Daniel Altmaier in Paris: der kluge Kaputtmacher
Daniel Altmaier schlägt in Roland Garros Taylor Fritz dank seiner schlauen Matchführung. Nun formuliert der 26-Jährige hohe Ansprüche an sich selbst.
Den Court Simonne-Mathieu, eingebettet im botanischen Garten Jardin des serres d’Auteuil, erreicht man über fast schon verwunschene Wege und er ist so etwas wie das Schmuckkästchen im Stade Roland Garros von Paris. Gewächshäuser umrahmen diesen herrlichen Tennisplatz, auf dessen Tribünen 5.000 Fans passen. Daniel Altmaier lieferte in diesem zauberhaften Ambiente eine Glanzleistung ab und schlug mit dem Weltranglisten-Vierten Taylor Fritz ein echtes Schwergewicht auf der Tour.

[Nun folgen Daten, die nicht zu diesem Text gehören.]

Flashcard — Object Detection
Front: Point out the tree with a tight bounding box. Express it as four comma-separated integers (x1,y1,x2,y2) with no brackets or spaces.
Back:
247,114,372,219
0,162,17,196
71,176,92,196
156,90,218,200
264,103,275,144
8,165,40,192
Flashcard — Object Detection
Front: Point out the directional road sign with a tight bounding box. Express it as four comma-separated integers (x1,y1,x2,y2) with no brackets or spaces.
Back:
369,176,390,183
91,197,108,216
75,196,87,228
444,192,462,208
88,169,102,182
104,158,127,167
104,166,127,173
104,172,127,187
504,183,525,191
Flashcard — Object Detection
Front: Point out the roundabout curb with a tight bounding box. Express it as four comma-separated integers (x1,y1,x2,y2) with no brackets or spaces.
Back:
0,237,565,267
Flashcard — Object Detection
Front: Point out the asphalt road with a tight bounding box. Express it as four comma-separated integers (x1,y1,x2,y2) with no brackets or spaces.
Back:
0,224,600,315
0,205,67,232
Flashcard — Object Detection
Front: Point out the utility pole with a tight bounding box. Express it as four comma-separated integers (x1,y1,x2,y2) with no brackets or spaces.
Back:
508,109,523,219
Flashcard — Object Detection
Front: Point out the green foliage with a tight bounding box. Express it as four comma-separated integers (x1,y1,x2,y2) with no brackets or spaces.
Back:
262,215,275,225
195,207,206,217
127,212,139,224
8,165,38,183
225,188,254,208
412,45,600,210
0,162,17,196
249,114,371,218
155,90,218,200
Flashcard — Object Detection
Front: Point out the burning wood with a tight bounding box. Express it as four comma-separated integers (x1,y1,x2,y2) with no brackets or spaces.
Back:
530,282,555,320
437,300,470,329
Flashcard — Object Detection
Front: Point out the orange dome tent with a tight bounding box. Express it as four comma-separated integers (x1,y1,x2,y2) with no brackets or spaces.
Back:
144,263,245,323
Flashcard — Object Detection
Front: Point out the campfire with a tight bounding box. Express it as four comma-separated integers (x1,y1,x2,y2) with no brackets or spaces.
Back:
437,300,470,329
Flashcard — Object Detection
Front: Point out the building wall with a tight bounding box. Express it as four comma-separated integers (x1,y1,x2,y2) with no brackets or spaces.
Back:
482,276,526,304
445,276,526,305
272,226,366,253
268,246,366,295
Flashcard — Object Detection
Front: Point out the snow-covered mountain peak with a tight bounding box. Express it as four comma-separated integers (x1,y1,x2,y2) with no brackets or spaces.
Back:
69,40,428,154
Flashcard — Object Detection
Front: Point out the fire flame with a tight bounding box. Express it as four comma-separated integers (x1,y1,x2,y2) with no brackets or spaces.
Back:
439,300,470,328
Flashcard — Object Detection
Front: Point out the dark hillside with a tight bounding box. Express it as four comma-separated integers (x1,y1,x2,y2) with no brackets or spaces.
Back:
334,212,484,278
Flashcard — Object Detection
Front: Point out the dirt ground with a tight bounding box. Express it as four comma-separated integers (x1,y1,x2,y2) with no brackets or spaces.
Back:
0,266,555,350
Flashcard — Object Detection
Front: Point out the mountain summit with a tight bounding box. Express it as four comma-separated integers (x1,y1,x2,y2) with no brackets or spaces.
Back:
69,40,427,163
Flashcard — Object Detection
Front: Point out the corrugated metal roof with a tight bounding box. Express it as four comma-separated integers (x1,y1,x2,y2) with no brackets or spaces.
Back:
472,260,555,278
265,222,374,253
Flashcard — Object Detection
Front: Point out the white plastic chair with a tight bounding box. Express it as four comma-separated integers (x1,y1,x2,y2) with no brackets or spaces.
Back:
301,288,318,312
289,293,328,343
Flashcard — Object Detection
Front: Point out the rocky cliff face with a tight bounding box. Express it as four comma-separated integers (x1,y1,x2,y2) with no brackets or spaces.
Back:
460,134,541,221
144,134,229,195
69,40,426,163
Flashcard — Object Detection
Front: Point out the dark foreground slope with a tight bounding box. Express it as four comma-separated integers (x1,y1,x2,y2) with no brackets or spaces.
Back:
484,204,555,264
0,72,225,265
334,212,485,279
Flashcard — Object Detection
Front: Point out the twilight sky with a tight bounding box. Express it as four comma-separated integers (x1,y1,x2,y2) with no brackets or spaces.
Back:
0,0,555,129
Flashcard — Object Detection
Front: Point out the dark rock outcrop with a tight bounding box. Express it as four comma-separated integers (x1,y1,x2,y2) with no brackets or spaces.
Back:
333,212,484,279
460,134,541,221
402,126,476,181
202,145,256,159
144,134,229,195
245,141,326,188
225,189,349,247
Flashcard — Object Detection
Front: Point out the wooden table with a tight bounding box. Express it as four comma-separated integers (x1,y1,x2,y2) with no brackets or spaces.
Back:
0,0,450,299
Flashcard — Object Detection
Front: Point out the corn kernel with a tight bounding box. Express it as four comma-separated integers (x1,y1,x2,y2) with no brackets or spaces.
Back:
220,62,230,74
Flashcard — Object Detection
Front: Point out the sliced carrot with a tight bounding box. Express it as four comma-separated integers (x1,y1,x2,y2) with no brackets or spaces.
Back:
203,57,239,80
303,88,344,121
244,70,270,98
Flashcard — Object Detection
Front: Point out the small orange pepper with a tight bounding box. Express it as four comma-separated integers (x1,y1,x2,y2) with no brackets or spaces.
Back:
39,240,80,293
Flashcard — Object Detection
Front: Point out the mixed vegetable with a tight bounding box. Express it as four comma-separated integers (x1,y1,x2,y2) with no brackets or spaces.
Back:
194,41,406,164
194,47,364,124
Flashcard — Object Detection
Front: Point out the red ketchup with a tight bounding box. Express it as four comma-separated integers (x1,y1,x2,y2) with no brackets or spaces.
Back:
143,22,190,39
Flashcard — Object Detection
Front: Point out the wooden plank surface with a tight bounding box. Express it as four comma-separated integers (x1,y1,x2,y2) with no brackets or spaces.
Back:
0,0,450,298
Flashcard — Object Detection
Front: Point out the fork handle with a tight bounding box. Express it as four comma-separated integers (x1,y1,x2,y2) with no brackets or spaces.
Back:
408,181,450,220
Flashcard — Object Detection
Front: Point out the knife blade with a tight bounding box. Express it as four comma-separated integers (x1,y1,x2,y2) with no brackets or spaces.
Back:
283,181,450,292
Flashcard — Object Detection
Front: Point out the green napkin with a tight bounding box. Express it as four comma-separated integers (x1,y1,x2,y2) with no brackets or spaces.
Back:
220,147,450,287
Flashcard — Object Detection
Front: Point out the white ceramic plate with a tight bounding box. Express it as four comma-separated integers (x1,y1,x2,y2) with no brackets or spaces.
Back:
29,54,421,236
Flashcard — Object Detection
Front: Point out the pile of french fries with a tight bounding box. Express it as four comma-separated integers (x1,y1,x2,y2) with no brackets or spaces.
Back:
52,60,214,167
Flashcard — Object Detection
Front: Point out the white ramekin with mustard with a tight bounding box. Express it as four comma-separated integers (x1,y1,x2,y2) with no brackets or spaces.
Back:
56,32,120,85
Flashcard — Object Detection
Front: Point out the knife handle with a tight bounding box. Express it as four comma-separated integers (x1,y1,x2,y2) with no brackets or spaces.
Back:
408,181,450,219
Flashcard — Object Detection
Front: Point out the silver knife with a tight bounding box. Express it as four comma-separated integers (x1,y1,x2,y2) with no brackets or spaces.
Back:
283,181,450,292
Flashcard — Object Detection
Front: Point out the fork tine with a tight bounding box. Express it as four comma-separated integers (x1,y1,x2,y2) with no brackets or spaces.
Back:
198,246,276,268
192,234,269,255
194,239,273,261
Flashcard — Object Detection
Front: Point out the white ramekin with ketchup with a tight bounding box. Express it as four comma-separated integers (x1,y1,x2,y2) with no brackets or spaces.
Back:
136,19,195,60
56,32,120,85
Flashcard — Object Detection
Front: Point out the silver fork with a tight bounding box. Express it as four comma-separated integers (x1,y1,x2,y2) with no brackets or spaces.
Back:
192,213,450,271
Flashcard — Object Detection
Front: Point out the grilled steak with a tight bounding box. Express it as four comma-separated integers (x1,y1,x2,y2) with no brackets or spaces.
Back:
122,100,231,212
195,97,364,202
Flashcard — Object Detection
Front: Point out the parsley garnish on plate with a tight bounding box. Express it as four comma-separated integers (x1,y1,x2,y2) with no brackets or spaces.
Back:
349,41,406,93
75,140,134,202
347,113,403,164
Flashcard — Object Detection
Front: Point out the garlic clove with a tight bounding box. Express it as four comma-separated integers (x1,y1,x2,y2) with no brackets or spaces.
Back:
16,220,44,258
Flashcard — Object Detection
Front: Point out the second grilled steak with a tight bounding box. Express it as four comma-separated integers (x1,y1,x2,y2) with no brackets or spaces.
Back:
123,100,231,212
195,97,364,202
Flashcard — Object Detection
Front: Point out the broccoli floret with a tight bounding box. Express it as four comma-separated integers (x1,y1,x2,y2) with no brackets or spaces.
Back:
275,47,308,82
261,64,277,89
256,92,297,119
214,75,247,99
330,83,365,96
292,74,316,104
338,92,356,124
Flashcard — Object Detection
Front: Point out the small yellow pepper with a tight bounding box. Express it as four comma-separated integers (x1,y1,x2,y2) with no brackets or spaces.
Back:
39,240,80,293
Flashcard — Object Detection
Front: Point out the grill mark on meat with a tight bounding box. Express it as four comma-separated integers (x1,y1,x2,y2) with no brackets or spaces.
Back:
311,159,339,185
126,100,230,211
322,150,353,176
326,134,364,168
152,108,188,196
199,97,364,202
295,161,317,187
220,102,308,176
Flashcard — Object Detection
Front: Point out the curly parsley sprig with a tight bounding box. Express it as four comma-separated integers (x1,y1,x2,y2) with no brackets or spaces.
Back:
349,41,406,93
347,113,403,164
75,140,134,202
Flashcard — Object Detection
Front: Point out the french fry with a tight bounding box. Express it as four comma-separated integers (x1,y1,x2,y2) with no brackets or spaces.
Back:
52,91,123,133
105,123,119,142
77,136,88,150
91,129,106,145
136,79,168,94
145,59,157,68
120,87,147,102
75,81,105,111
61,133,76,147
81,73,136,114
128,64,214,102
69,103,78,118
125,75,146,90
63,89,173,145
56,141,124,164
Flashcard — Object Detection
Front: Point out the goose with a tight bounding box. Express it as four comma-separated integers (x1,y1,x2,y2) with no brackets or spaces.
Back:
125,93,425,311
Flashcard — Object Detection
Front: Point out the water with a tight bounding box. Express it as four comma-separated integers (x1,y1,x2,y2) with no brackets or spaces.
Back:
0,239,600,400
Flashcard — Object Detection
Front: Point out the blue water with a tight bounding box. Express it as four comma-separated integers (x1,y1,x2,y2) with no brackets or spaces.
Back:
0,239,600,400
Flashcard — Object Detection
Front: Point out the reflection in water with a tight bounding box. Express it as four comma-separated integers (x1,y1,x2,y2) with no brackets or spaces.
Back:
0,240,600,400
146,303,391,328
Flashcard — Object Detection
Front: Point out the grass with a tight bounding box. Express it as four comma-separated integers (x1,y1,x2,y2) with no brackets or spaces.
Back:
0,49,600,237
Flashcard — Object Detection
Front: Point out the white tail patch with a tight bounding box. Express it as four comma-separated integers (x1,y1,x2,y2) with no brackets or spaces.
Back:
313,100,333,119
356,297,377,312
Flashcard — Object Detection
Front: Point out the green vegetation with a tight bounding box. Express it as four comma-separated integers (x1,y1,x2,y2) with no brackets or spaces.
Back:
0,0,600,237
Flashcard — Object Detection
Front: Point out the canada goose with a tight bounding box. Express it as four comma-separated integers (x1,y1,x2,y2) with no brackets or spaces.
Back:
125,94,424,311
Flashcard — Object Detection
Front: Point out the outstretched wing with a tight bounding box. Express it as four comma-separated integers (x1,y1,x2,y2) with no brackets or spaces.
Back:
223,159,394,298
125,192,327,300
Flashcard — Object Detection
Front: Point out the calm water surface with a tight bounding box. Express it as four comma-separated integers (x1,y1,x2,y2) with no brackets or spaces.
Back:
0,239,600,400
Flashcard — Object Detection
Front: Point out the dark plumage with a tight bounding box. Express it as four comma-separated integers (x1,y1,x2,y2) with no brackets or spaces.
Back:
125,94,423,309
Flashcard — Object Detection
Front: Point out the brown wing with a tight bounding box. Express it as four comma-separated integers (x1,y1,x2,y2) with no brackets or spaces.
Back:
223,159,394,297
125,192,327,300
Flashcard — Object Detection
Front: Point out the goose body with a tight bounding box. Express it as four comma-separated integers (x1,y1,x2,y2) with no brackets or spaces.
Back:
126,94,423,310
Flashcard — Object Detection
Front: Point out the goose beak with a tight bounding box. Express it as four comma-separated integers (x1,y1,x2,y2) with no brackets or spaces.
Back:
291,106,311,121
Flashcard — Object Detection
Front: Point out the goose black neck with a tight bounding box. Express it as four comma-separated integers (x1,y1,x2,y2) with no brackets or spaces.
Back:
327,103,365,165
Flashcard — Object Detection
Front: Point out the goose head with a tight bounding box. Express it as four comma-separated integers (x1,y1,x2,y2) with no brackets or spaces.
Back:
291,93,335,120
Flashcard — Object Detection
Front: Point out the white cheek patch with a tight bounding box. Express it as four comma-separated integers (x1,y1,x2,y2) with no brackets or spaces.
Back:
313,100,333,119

Beeindruckend war vor allem die Art und Weise, wie die deutsche Nummer zwei den US-Amerikaner kaum zur Entfaltung kommen ließ. Sicher, Sand gehört nicht zu den bevorzugten Belägen von Fritz. Altmaier dagegen liebt das intensive Spiel auf Ziegelmehl und bezeichnet die French Open als sein Lieblingsturnier. 2020 spielte er sich durch die Qualifikation, schlug unter anderem Matteo Berrettini und kam ins Achtelfinale. 2023 besiegte er in Paris Jannik Sinner nach einem fast fünfeinhalbstündigen Drama. Nun Fritz. Drei seiner insgesamt fünf Siege gegen Top 10-Spieler verbuchte er im Stade Roland Garros. Keine Frage, auf Sand kann Altmaier am ehesten sein volles Potenzial ausschöpfen. Auch wenn er 2025 noch nicht so richtig in Tritt gekommen war. Zuletzt verlor er glatt am Hamburger Rothenbaum gegen Felix Auger-Aliasimme.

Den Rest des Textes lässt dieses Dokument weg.